Wednesday, July 11, 2007

Basics Part 2: Tasters

My programs have been full of people who had to wait their turn to eat insects, and since we can't have you doubting me on that here's a more-or-less random gallery of tasters trying dishes at events from the last year or so.

Here's the scene at the Newark Museum's BugMania2. I was serving at the far tent.






This is Sarah, who really did enjoy her insects. I'm pretty sure that her grimace came from the fact that the cicada (barely visible between her teeth) was a little chewier than she'd expected.







One might ask whether images like this are good for the cause, given what an ordeal it looks like for her. But this may just be the face of someone readjusting her ideas about food, and getting used to a new concept -- after all, the vast majority of participants have never before deliberately eaten an insect -- one that, a week before or even 30 minutes before, seemed repulsive. So that's great progress then.



Besides, this blog is about what it's like to operate an edible insect company; therefore I'm not interested in pretending as though there won't be difficulties along the way. I'll blog the good and the not-so-perfect, like the resistance that inevitably comes..... Though Sarah was a great sport.


Visting with students in the Boston area.






Both Mom and Son tasted the crickets and/or cicadas; that day there were several kids -- and some adults -- who asked for seconds. I'm pretty sure he was one of them.

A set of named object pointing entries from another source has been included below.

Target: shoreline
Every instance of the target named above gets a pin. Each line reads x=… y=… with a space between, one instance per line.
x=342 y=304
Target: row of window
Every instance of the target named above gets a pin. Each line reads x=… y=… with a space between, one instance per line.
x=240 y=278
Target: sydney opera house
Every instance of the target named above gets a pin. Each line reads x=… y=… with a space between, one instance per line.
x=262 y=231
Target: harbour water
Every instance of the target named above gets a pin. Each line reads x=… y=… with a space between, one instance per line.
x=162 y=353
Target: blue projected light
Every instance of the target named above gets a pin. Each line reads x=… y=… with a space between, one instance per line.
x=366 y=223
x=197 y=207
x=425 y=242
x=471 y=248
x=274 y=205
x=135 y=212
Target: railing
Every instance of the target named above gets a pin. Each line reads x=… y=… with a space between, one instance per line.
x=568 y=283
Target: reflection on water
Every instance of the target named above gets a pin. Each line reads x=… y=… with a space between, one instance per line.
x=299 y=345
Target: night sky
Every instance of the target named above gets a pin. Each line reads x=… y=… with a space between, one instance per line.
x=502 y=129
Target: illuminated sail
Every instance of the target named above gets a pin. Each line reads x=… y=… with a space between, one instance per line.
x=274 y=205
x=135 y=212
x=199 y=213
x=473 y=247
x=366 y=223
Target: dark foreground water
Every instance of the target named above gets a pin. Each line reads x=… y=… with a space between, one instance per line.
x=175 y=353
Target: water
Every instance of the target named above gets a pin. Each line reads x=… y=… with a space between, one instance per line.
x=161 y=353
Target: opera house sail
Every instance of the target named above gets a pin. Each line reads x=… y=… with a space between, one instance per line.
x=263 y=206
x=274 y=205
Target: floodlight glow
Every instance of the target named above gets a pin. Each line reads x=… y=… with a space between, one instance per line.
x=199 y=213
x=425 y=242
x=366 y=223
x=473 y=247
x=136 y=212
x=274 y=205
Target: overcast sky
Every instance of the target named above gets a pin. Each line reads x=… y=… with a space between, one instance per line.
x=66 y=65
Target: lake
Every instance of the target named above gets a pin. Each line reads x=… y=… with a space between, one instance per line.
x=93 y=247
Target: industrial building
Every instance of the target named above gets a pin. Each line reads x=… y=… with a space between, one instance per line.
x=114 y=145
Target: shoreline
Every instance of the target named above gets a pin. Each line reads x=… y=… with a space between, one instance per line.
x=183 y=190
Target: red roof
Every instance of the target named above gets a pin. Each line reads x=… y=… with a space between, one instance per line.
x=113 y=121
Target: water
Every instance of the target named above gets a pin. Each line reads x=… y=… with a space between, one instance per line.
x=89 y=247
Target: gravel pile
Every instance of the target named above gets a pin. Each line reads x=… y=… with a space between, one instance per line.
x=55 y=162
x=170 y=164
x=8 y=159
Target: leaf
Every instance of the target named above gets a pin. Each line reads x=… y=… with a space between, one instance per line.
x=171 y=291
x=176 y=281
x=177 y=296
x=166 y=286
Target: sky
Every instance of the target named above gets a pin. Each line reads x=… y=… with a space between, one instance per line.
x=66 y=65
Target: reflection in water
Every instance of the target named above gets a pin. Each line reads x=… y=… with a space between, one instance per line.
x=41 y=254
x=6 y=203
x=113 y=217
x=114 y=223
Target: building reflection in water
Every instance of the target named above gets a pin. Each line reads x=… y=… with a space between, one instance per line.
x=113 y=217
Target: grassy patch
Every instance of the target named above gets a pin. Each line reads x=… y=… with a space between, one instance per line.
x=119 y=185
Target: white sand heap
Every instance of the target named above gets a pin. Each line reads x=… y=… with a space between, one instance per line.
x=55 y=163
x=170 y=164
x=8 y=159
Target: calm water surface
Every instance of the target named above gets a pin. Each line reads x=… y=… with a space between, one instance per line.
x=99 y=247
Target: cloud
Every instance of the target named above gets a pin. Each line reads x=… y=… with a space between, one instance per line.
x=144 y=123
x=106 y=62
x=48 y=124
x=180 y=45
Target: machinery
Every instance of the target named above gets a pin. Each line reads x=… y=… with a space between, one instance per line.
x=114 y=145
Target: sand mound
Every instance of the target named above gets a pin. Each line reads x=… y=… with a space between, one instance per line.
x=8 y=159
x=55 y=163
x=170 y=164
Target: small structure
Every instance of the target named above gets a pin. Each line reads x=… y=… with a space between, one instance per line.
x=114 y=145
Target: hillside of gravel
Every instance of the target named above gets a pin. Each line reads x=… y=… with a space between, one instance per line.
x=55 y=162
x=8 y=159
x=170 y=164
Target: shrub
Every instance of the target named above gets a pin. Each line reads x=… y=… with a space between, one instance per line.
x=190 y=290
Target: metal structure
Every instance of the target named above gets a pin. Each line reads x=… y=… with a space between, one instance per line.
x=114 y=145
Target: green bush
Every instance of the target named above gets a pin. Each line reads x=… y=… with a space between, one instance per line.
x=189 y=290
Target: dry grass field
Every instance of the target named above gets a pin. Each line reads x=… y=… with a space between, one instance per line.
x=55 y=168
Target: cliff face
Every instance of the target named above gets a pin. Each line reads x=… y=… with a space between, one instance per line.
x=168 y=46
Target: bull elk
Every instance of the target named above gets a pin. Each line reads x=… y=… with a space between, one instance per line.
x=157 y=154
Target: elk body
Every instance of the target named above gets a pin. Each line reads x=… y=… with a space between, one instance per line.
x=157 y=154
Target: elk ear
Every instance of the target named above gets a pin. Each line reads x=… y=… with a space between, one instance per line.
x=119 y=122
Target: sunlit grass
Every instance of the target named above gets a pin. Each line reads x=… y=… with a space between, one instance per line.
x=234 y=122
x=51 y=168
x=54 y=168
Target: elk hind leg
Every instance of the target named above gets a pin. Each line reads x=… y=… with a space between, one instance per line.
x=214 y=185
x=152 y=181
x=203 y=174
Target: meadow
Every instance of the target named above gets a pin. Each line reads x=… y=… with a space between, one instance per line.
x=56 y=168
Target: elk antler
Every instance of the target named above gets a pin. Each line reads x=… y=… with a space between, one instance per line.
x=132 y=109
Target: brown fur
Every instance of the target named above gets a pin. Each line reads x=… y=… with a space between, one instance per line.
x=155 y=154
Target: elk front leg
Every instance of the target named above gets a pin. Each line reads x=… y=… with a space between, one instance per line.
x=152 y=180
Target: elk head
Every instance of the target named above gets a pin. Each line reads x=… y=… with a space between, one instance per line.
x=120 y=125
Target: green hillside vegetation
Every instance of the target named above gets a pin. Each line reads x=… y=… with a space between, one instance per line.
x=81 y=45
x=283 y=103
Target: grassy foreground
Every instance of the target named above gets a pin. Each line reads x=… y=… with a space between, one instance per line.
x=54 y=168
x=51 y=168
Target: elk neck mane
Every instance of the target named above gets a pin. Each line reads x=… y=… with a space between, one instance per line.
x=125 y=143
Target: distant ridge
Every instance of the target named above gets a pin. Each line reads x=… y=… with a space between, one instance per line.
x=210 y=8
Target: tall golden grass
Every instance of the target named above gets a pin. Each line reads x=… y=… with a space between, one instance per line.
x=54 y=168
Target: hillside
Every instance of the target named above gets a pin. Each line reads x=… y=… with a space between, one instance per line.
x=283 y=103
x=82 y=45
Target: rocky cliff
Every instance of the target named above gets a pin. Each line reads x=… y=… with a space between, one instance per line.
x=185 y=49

I never got this guy's name, but just look at that facial expression! He knew how to enjoy a good bug.









And once more: the look of YUM.

Tuesday, July 3, 2007

Next Bug: cicadas

Cicadas are the insects people hear more often than see; they're the loud buzzing sound we may associate with summer. When we see them, it's often as a flash -- they're super fast flyers. But they're not so fast when they emerge; they crawl out of the ground in their nymphal shells, climb up a tree or some other nearby vertical [like one's legs, if one stands still for a while], and struggle out of their skins. After that it's still a long while before they can fly. And all of this time is when you can scoop them up by the pound.

Some species live only one year; the periodic cicadas are better known due to their staggering emergences. A predator-response strategy has led the species to stay beneath ground for either 13 or 17 years (depending on the particular species) and then come up more or less at the same time. This allows a range of creatures to eat as many as they want and still allow a good percentage of the insects a chance to reproduce.


And here's a single one:


In 2004 the "famous" Brood X emerged in many states on the Eastern Seaboard; I drove down to Princeton, NJ; slept in my car on campus during Memorial Day weekend; and harvested eight or nine pounds of cicadas from a few massive beech trees on the Princeton campus. I've been serving them -- sauteed or dry-toasted -- to the public ever since. A few images of that event are on my website.

This year it was Brood XIII's turn. They were locally numerous in the Chicago area, and since I couldn't get out there I contacted a professor of Entomology, who knew of a few graduate students -- my official "THANKS" go out to James (Jamie) Zahnisser and his crew of friends -- who were willing to collect some for me. The cicadas arrived a couple of weeks ago.



After a little rinsing, I packed them into the freezer (as I've said before, I've got an understanding wife).


Though the bowl design features "pasta," we should note that insects are basically the protein source of a meal.

Cicadas are found worldwide and are a very popular food. Heck, Aristotle wrote that the last earth-bound stage, before the animal breaks through its thin brown shell, that's the tastiest. He loved them.